Pulling myself out of that pit was and is the hardest thing I have ever done. My psychiatrist worked with me on techniques for dealing, going for walks, avoiding escapism, writing a daily diary, practicing breathing techniques, and finding new ways of expressing myself. I forget who said it but there is a great quote "remember we are all in this together, alone." The only one who can solve my problems is me. I'm not saying that people can't help, I'm just saying that the essential choice to go on had to be mine. There is a great book by Anne Cameron called Tales of the Copper Woman, in which she has several short stories. One of the stories that had an impact on me was about this group of wise women. The women would listen to any problem brought before them, and then offer suggestions. They would do this twice, and then if the person with the problem returned and had not acted on the problem, they would turn their backs. I find thinking about that story helps me to avoid wallowing in whatever is getting me down. Happiness is something I have to work to achieve, and if I don't deal with my issues they will bite me in my ass.

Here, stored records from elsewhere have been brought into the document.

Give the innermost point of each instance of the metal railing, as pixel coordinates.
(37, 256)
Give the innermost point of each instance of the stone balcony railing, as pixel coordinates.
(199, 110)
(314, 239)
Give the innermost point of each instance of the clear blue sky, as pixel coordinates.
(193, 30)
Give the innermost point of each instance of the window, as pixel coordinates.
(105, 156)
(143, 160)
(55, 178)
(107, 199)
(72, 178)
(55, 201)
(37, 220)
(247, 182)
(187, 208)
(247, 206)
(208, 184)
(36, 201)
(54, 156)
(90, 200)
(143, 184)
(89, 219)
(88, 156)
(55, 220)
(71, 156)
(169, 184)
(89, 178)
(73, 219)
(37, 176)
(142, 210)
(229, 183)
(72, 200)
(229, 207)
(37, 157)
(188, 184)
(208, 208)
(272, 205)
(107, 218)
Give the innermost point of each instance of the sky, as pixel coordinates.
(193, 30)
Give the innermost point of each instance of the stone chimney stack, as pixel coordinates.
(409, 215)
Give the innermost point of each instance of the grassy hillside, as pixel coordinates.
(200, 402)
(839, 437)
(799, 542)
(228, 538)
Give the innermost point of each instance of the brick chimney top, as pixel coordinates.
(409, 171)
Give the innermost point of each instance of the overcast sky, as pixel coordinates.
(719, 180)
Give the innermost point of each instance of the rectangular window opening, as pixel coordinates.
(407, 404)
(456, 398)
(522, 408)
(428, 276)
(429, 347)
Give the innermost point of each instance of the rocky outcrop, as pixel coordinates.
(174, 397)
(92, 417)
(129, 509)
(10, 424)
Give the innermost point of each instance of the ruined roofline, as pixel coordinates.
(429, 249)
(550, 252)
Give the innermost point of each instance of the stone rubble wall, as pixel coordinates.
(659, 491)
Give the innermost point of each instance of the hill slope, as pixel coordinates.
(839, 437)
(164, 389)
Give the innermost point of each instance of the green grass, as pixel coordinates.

Also it isn't fair of me too continually lean on my friends for support, initially yes, but not indefinitely. As the cliche goes friendship is a two way street.


It is not easy to share these experiences, but I have posted this because I think that depression has some ugly stigmas attached and people still have a great deal of difficult discussing it. I don't want my friend to think that he is alone, and I hope he finds something that will make his struggle easier.